Sappig, kort en krachtig
.
Op hun zelfgebouwde wordpress-website staat dat Kutgitaar een literair zine is ‘zonder pretenties, onder redactie van Oscar Wyers en Dennis Gaens. Het wordt met de hand gebonden door die jongens en verschijnt onregelmatig. Het kost altijd tussen drie en vier euro.’
Het V-teken
Dat pretentieloze weet de redactie op het eerste gezicht wel over te brengen. Een kwart A4 groot, met een kleurrijke omslag en een zwart-wit gekopieerde inhoud: het doet aan als een schoolkrantje – met als eerste opvallende verschil dat de doorgaans achteloos op het kopieerapparaat geselecteerde nietjes vervangen zijn door een zorgvuldige bindwijze met blauw wollen garen. Op het voorplat zie je een hand die het V-teken maakt: vrede, victory, etc.. Hoewel, de hand zie je op de rug. Wordt de lezer op zijn Brits geschoffeerd?

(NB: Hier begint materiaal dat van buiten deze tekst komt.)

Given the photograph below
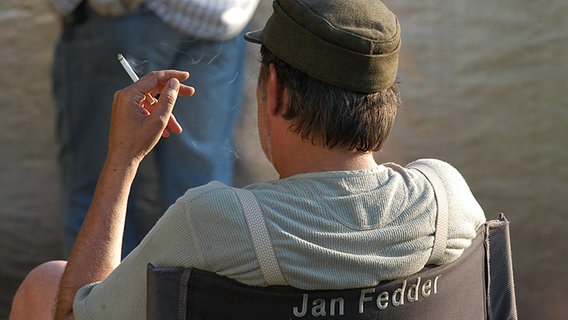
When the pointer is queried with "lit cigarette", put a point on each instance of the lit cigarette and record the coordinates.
(134, 76)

Het boekje is bescheiden in omvang, een kleinood. Nu ja, niet alle opgenomen kopij is puntgaaf: ergens is een wit tabje over het hoofd gezien, ergens anders een taalfout. Sommige opgenomen teksten hebben een hoog ‘yolo’-gehalte. Wout Waanders ‘Hard Bossa’ bijvoorbeeld, waarin een ik voorkomt die typografische experimentjes uitvoert en door ene Saskia ge’smst wordt of hij seks wil die avond. Andere teksten doen denken aan de zwartomrande alto’s op de schoolpleinen: ‘Mijn zwarte stoflongen hoesten / het geluid van kanker’, schrijft Marc Robbemond in een van de drie opgenomen gedichten. Daar staat tegenover dat hij je wel de waarheid zegt. ‘Dit front bestaat al lang’ schrijft hij in het gedicht ‘Front’, ‘Krijg je mijn brieven? / Nee, ik schrijf ze niet’; zinnen als vuistslagen.
Sappige anekdote
Ondanks de ruwe randjes valt er veel te genieten. Zoals het steengoede korte verhaal van Gerjon Gijsbers over de verstoorde relatie tussen een dochter en haar ouders en de gedichten van de hilarische, binnenkort debuterende cynicus Daniël Vis, winnaar van het NK Poetry Slam 2014. Ook is het een geweldig literair tijdschriftje vanwege het verhaal Waarom in huize Tromp-Hormone het (tot voor kort nog onschuldige) spel Who’s Your Daddy? niet meer wordt gespeeld van Jerry Hormone, met daarin een sappige opgediste anekdote over hemzelf, Elfie Tromp (die zelf overigens het mooie literaire tijdschrift Strak aanvoert) en haar vader.
Van Argibald is nu eens geen tekening maar een in een lijstje gefotografeerd gedicht opgenomen, waar de lulligheid (op een goede manier) van afdruipt; de pentekeningen van Olivier Heiligers (negen rechthoekige veldjes met erin afbeeldingen van onder meer een pilotenbril, een Hawaii-bloesje, een tropenpet en een fles Chivas Regal) met de titel ‘Schrijfmaterialen’ roept probleemloos de associatie op met de reportages en de film naar Hunter Thompsons Fear and Loathing in Las Vegas. Kortom: de Kutgitaar is inderdaad een kleinood. Victory dus, niets schoffering. Lang leven de literatuur, lang leve Kutgitaar!